Pendant des années, les dispositions israéliennes militaires contre la population et les conflits internes palestiniens, qui ont ravagé la Cisjordanie et Gaza, ont fait que les investisseurs potentiels et les hommes d’affaires ont été forcés de mettre de côté leurs projets en attendant que les conditions soient favorables pour reconstruire la nation palestinienne. Aujourd’hui, avec l’espoir de voir naître un gouvernement palestinien viable et unifié, ces projets reviennent dans les titres des journaux y compris le projet d’une nouvelle ville palestinienne entre Ramallah et Jéricho pour un coût de 33 millions de dollars.

Selon Abdel Malik Jaber, directeur général du groupe Paltel, la ville projetée comprendrait 7.000 unités d’habitation pour loger près de 50.000 personnes avec des écoles, des centres de santé et des emplois pour des milliers de Palestiniens au chômage.

Le plan est pour le moins ambitieux et dépend d’une multitude de facteurs et de conditions. Tous les Palestiniens savent trop bien comment est fragile le moindre investissement dans les territoires palestiniens tant la situation politique est instable. Ils savent également que n’importe quelle somme d’argent entrant dans les territoires pourrait littéralement partir en fumée en un clin d’ ?il.

Ces leçons sont apprises depuis longtemps après la signature des accords d’oslo en 1993. Le défunt Président Yasser Arafat a fait, en 1994, une victoire de ce retour dans les territoires palestiniens après des années d’exil, apportant avec lui les espoirs de la liberté et du rêve tant attendu : une Palestine libre et indépendante.
Pendant les six années qui ont suivi, les perspectives pour une paix durable semblaient à première vue plus proches que jamais mais n’importe quelle personne qui aurait regardé à deux fois se serait rendue compte que les Palestiniens comme les Israéliens et la communauté internationale ne faisaient que créer une façade, qui ne tarderait pas à se briser autour de nous.

Alors que les Palestinien exilés commençaient à revenir dans leur mère patrie, que les investisseurs locaux et étrangers et les organismes internationaux d’aide commençaient à investir de l’argent dans ces territoires sans vie sans stabilité et sans prospérité économique, Israël créait ses propres faits accomplis sur le terrain.

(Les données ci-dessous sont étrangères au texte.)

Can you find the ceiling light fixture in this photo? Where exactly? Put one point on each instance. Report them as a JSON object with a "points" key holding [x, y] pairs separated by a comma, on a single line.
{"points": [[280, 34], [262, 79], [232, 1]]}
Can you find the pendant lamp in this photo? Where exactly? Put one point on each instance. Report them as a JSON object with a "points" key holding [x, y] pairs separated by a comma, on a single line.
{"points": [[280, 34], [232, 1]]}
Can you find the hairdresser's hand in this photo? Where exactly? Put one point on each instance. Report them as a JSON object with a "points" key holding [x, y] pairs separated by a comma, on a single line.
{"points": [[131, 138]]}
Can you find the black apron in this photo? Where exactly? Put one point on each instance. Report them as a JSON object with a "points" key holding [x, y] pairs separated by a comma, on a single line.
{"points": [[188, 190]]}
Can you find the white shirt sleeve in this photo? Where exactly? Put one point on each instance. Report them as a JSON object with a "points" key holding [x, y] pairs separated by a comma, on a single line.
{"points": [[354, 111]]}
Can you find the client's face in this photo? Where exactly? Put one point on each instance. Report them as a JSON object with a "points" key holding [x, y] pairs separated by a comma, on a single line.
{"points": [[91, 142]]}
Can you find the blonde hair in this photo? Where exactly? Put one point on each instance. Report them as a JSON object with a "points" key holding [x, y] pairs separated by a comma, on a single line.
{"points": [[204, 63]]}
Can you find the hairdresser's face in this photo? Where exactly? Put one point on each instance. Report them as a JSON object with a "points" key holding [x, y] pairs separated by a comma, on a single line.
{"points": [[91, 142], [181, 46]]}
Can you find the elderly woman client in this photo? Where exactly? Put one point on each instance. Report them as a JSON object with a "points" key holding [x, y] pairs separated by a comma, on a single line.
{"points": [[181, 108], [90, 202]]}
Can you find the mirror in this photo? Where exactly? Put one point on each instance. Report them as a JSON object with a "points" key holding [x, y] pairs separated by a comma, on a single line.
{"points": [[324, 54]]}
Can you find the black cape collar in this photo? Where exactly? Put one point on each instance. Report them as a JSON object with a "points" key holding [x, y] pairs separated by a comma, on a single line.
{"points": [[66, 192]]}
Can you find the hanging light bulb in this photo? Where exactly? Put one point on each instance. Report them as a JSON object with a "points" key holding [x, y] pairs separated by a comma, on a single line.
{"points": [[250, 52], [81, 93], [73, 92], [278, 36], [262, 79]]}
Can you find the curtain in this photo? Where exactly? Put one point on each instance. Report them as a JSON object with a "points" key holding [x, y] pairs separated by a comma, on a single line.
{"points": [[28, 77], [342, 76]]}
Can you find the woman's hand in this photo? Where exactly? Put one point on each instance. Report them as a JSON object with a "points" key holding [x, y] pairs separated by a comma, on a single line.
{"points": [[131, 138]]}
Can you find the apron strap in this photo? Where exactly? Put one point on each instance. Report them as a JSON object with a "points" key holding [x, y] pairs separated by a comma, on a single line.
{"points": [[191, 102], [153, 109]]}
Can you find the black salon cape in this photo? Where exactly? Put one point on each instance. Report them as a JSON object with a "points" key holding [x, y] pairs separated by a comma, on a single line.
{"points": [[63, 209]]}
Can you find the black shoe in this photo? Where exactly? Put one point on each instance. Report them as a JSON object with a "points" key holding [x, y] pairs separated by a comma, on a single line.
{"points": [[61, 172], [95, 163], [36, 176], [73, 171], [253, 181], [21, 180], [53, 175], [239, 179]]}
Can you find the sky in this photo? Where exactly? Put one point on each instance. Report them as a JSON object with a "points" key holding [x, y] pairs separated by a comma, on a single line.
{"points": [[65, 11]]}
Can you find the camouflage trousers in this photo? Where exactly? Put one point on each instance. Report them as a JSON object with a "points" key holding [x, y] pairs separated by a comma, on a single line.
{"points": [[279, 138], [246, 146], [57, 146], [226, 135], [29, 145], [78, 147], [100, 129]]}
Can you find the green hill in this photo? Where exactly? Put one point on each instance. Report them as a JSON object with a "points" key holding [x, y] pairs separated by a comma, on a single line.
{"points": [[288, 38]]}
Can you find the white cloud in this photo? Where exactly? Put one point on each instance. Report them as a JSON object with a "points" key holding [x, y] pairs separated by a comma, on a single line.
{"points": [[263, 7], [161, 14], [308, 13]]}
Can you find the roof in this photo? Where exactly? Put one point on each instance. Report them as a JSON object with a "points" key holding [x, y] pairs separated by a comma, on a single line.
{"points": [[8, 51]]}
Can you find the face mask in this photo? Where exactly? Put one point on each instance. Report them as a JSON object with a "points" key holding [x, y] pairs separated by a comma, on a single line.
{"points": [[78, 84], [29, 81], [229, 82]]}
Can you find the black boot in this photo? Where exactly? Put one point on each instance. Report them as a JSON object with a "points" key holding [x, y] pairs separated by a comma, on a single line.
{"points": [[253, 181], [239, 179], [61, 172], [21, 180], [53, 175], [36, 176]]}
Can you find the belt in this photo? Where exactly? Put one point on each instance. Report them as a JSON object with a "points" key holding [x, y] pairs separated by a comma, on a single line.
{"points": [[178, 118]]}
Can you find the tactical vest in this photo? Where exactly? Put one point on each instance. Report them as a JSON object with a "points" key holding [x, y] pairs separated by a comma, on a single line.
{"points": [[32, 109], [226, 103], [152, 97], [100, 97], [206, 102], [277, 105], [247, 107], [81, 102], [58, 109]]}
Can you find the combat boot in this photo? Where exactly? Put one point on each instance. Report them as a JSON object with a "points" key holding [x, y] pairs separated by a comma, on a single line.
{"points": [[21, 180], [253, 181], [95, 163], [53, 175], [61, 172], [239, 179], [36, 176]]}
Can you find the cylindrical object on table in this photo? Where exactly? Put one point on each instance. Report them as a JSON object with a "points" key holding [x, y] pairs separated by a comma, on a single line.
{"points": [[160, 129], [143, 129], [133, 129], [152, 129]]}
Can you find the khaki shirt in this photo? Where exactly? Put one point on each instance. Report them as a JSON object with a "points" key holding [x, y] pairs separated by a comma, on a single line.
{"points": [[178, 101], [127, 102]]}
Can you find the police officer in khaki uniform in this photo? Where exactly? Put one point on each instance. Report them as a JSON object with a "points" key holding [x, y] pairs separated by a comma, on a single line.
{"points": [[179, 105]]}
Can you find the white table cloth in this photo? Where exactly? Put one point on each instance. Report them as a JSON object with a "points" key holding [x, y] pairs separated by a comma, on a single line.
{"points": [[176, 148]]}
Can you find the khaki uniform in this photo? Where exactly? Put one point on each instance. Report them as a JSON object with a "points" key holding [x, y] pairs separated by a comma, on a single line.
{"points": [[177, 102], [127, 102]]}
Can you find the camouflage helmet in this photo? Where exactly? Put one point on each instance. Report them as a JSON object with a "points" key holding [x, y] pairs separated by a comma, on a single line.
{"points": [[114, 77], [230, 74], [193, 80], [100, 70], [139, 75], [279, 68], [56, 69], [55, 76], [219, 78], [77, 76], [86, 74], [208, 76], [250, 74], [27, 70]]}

Sous le prétexte fallacieux que l’on était au « dernier quart d’heure » avant la libération, Israël érigeait plus de points de contrôle, élaborant soigneusement ses plans pour les jours qui arrivaient, plans qui évidemment ne tenaient pas compte de la création d’un état palestinien viable.

C’étaient les temps où les affaires florissaient et où les immeubles s’élevaient dans toute la Cisjordanie et Gaza. Des hôtels extravagants se construisaient, des restaurants ouvraient leurs portes et les projets américains et japonais se lançaient pour construire des écoles, pour paver les routes, et dans chaque recoin des territoires palestiniens, on trouvait des projets de décollage économique.

Cela a donné alors au peuple palestinien, un faux sentiment de sécurité. Des emplois ont été créés et des centaines de milliers d’autres ouvriers ont été autorisés à entrer en Israël pour travailler. Dans tout cela, les Palestiniens ont écouté leurs chefs croyant qu’ils étaient unis et pensant qu’ils étaient à l’abri d’un John Hancock.
Il a fallu un incident pour dissiper cette illusion. Le 28 septembre 2000, le Chef du Likud, Ariel Sharon, et ses 3.000 agents de sécurité marchèrent sur l’esplanade des mosquées et cela mit fin aux illusions des Palestiniens en ce qui concerne les vraies intentions israéliennes.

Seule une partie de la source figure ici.